Why is the recovery faltering? There are many explanations: a depressed housing market; weaker-than-expected exports; cautious corporations. But consumers, representing 70 percent of the economy’s $14.5 trillion of spending, are the crux of the matter.

It isn’t that Americans aren’t behaving as anticipated. They may actually be outperforming. “Consumers are deleveraging (reducing debt) . . . and rebuilding saving faster than expected,” writes economist Richard Berner of Morgan Stanley. In 2007, the personal savings rate (the share of after-tax income devoted to saving) was 2 percent. Now it’s about 6 percent. Temporarily, this hurts buying. Declines in consumer spending in 2008 and 2009 were the first back-to-back annual drops since the 1930s. Since World War II, annual consumption spending had fallen only twice (1974 and 1980).

There are some obvious responses to this including repairing balance sheets, people concerned about losing their jobs, the possibility that there’s no real behavioral change (what people previously reckoned as saving isn’t considered saving even though it had the same effect), and so on. However, there’s one thing I think needs pointing out.

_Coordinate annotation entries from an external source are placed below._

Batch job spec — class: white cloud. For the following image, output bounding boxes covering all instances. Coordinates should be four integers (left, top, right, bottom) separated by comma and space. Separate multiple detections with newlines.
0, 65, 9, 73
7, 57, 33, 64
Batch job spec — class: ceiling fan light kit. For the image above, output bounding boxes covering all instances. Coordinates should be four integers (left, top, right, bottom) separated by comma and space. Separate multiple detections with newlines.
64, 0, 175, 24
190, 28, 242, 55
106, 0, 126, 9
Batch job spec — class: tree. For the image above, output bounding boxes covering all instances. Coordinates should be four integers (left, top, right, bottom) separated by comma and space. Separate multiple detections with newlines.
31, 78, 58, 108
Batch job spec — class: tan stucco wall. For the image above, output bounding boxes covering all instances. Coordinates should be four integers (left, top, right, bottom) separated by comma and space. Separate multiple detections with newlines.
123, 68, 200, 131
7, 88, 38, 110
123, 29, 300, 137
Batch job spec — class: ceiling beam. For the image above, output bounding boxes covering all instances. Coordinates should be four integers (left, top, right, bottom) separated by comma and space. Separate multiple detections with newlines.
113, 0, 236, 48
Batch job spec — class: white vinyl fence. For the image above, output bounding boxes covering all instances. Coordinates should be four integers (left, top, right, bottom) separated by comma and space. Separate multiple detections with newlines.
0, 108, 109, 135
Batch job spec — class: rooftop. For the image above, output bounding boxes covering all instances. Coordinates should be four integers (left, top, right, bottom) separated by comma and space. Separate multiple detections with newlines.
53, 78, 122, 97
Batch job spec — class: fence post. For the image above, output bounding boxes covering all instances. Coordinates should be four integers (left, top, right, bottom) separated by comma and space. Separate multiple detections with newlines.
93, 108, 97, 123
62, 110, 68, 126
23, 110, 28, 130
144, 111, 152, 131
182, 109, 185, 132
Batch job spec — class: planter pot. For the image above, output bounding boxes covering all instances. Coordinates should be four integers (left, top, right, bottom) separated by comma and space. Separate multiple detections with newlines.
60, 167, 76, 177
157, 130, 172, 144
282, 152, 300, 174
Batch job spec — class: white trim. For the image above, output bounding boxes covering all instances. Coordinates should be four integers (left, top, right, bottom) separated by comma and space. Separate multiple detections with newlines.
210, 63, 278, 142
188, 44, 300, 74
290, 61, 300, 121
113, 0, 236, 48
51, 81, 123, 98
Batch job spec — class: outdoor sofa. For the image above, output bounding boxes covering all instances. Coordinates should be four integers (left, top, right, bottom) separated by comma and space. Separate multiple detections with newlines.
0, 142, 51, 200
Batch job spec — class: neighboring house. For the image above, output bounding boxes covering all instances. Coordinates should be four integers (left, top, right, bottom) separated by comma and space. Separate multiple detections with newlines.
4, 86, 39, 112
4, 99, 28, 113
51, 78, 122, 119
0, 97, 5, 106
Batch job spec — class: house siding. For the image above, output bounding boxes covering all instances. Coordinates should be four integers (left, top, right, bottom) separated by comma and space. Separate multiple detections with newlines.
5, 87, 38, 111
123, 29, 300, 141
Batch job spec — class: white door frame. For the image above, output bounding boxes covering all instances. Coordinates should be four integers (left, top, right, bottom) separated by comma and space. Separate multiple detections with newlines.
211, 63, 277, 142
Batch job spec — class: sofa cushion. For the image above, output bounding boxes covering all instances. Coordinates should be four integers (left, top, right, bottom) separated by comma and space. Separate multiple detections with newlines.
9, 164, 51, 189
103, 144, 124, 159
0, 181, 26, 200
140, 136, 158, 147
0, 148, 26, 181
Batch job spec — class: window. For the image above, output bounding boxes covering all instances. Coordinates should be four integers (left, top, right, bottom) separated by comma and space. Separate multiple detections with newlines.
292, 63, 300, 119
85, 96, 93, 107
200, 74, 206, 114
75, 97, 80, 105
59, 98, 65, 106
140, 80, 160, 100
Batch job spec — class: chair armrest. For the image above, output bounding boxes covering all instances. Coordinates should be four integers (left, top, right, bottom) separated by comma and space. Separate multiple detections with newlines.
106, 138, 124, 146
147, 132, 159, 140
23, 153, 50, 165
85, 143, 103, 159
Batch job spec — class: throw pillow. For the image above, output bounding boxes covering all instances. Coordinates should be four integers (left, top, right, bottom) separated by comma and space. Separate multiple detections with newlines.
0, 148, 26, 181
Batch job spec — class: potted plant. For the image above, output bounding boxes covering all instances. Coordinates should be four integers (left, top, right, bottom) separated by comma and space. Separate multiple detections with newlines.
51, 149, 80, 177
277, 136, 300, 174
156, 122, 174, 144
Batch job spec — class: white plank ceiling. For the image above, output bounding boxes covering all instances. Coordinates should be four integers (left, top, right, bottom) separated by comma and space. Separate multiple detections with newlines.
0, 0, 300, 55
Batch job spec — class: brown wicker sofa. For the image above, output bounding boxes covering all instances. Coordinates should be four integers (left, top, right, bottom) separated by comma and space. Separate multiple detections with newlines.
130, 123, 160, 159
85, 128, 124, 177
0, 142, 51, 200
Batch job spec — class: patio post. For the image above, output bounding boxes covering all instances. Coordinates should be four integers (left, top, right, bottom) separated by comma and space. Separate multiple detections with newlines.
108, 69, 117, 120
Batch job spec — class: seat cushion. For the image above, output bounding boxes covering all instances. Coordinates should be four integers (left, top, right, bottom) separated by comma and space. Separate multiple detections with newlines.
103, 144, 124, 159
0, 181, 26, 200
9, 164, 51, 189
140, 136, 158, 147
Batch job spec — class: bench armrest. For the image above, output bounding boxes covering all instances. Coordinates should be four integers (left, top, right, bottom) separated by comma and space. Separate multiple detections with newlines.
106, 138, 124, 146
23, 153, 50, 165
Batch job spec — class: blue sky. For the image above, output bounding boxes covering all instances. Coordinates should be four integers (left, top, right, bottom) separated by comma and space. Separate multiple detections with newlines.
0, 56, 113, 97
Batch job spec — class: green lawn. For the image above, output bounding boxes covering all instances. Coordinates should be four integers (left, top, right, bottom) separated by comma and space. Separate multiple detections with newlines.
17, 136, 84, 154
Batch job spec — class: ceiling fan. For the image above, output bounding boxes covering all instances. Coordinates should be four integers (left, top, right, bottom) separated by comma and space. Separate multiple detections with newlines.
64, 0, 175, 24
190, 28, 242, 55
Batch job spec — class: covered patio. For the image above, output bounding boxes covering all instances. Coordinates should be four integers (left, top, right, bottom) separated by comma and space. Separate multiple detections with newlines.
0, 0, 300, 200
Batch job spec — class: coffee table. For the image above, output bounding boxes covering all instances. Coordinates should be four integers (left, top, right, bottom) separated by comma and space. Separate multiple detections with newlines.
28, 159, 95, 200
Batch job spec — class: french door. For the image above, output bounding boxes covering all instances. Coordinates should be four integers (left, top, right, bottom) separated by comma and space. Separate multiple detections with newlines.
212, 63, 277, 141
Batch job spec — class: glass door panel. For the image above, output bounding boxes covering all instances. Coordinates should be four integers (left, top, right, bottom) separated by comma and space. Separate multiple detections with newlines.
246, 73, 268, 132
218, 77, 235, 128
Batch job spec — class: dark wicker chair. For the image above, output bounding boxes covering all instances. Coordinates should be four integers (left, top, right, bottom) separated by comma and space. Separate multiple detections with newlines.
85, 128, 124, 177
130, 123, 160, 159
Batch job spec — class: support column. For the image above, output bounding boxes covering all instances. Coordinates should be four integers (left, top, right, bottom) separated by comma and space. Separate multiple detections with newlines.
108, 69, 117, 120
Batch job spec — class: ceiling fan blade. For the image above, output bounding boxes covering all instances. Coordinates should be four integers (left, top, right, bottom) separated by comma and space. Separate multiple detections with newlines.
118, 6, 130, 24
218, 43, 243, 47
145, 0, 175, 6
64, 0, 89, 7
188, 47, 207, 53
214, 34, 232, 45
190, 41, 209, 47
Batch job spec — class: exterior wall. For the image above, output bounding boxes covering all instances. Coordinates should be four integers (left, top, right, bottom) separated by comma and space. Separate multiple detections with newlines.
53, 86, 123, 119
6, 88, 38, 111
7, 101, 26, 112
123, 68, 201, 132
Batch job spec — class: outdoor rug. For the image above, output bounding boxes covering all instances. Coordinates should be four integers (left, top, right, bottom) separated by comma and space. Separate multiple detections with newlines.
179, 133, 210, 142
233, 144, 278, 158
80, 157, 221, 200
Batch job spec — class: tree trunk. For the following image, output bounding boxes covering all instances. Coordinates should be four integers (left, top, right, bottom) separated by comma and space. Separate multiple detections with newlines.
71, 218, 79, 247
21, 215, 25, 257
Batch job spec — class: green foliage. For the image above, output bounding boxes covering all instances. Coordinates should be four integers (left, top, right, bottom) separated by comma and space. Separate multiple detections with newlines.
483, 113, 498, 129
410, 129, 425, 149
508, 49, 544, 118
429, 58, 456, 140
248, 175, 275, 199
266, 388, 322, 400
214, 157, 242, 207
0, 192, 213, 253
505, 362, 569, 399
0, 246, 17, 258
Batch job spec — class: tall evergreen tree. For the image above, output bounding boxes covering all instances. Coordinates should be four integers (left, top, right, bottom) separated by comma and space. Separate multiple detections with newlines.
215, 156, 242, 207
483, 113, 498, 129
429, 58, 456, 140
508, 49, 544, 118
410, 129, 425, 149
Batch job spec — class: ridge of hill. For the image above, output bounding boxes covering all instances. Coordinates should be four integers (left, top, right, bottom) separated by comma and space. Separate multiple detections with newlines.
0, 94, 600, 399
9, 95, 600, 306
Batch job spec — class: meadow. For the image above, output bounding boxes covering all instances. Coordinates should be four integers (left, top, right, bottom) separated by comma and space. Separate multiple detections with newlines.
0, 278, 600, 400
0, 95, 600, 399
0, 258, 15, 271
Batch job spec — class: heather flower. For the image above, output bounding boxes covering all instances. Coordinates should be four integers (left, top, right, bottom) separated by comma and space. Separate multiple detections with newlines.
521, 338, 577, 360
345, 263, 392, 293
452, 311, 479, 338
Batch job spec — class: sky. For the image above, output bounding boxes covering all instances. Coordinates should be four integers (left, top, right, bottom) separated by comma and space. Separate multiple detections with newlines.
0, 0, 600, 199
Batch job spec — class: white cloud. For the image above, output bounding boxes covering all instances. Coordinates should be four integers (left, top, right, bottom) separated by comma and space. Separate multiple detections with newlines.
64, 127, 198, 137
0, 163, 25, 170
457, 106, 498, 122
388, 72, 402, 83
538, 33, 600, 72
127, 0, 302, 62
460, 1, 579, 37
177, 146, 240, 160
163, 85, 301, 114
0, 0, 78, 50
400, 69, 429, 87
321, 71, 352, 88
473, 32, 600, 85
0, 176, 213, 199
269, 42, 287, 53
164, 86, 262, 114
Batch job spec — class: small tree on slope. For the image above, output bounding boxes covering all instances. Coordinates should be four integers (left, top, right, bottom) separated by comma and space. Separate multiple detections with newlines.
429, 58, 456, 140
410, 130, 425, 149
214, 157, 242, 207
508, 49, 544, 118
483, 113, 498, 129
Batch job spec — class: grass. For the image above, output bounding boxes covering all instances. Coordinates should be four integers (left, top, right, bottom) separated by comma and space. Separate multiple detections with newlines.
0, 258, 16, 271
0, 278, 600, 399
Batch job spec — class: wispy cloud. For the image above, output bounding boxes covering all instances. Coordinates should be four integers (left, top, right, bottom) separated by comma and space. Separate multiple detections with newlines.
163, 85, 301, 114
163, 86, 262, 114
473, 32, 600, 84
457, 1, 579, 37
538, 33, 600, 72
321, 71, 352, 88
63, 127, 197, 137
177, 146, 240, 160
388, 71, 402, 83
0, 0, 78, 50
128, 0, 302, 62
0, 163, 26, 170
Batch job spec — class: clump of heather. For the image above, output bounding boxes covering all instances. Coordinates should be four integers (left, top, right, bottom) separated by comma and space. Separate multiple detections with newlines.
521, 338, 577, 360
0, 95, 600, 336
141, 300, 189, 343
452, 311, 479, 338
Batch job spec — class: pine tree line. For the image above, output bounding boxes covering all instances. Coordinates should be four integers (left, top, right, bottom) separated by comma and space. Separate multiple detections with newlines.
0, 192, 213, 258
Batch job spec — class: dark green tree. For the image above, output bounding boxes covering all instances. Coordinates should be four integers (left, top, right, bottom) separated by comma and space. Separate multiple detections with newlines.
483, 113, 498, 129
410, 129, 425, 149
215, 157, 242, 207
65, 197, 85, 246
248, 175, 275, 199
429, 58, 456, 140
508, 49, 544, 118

There are about 80,000,000 Baby Boomers, those born in the post-war generation over the 19 year period between 1946 and 1965. Divided by 19 that comes to about 4.2 million per year on average. That means that 4.2 million Baby Boomers per year will be retiring, more than the cohort that preceded them or the cohort that will follow them, most of their incomes will fall dramatically, and they’re going to need to be a lot more careful with their money than they used to be.

Get used to a reduced level of personal consumption. It’s here for the next couple of decades.

2 comments… add one
  • steve Link

    Pertinent to this I would suggest the Reinhart and Reinhart paper. Dont think you covered it, but have been out of town of and on. In short, it will take years to deleverage.

    http://www.aei.org/docLib/Reinhart-After-the-Fall-August-17.pdf

    Steve

  • Andy Link

    All the boomers I know are delaying retirement as long as possible. They are kind of a double-whammy since they have the spending habits of retirees (because they are saving like mad), yet they’re still in the workforce. And in industries where seniority is everything, why wouldn’t they?